Het standpunt van de officier van justitie.
Op grond van de verklaringen van de personeelsleden die op het moment van de overval in de juwelierszaak werkzaam waren, in combinatie met de herkenning van verdachte als een van de daders van die overval, door twee ex-vriendinnen van verdachte en door de buurtbrigadier, acht de officier van justitie het ten laste gelegde feit wettig en overtuigend bewezen.
Het standpunt van de verdediging.
Op de in pleitnota genoemde gronden heeft de verdediging aangevoerd dat de herkenning van verdachte als een van de daders van de overval door twee van zijn ex-vriendinnen en door de buurtbrigadier, onvoldoende betrouwbaar is om daarop te baseren dat verdachte een van de daders van de overval is geweest.
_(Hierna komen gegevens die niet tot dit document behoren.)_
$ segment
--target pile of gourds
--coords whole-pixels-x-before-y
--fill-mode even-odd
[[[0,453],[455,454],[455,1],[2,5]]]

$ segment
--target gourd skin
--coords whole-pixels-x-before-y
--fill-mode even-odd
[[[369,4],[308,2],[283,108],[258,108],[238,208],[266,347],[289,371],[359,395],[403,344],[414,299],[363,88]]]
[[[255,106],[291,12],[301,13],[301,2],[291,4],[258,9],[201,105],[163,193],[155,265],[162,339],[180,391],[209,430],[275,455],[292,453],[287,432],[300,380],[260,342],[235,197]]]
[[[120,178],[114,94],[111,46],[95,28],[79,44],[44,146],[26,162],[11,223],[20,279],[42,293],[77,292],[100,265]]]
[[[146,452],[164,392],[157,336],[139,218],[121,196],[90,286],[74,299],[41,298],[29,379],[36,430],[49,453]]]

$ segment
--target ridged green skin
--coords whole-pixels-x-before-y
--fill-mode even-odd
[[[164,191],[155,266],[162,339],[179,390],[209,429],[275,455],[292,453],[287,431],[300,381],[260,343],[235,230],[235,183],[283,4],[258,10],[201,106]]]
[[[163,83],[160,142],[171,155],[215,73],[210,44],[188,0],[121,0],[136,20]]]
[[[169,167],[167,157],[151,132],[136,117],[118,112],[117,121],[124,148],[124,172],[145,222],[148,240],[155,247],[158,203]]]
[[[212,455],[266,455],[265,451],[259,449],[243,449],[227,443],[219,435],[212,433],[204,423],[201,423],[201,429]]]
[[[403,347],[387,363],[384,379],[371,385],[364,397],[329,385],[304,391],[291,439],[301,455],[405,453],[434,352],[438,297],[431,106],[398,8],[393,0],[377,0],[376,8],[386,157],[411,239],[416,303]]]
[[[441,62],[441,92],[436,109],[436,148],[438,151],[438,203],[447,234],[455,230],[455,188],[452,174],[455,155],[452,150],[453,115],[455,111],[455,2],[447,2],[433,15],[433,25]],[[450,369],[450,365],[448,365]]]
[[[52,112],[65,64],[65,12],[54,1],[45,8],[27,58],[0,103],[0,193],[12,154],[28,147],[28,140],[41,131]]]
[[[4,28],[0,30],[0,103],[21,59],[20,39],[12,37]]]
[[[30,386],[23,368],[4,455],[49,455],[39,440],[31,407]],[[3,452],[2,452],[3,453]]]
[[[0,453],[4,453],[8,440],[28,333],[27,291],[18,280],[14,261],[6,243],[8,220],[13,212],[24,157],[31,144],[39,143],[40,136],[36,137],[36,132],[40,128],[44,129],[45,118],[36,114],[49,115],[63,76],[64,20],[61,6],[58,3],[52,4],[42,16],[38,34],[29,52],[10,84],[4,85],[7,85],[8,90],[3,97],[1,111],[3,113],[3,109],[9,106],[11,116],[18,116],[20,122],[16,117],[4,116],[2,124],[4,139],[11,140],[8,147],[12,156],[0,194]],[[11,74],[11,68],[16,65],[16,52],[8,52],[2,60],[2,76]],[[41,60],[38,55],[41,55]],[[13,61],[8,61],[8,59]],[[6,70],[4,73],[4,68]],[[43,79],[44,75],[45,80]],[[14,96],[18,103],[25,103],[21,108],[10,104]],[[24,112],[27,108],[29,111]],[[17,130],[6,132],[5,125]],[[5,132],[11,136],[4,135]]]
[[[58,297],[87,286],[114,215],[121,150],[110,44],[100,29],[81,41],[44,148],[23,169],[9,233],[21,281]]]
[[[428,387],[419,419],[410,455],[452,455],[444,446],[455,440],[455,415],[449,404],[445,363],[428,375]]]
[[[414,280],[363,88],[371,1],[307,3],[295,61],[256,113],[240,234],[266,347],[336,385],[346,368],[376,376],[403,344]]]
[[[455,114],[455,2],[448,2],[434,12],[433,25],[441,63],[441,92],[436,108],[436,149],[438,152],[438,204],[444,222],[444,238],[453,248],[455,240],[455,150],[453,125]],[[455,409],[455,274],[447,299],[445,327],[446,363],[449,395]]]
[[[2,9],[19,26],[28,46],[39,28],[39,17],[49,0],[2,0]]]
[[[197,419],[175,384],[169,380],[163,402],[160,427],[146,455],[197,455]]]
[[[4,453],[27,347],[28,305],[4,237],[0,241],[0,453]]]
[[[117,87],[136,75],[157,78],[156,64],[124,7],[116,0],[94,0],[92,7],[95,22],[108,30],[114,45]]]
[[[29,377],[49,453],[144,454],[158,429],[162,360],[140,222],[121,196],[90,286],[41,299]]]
Volgens de verdediging dient verdachte dan ook van het ten laste gelegde feit te worden vrijgesproken.
Het oordeel van de rechtbank.
De rechtbank ziet zich voor de vraag gesteld of wettig en overtuigend bewezen kan worden dat verdachte een van de daders van de ten laste gelegde overval is geweest. Bij de beantwoording van die vraag heeft de rechtbank het navolgende meegewogen.
De verklaring van [slachtoffer 2]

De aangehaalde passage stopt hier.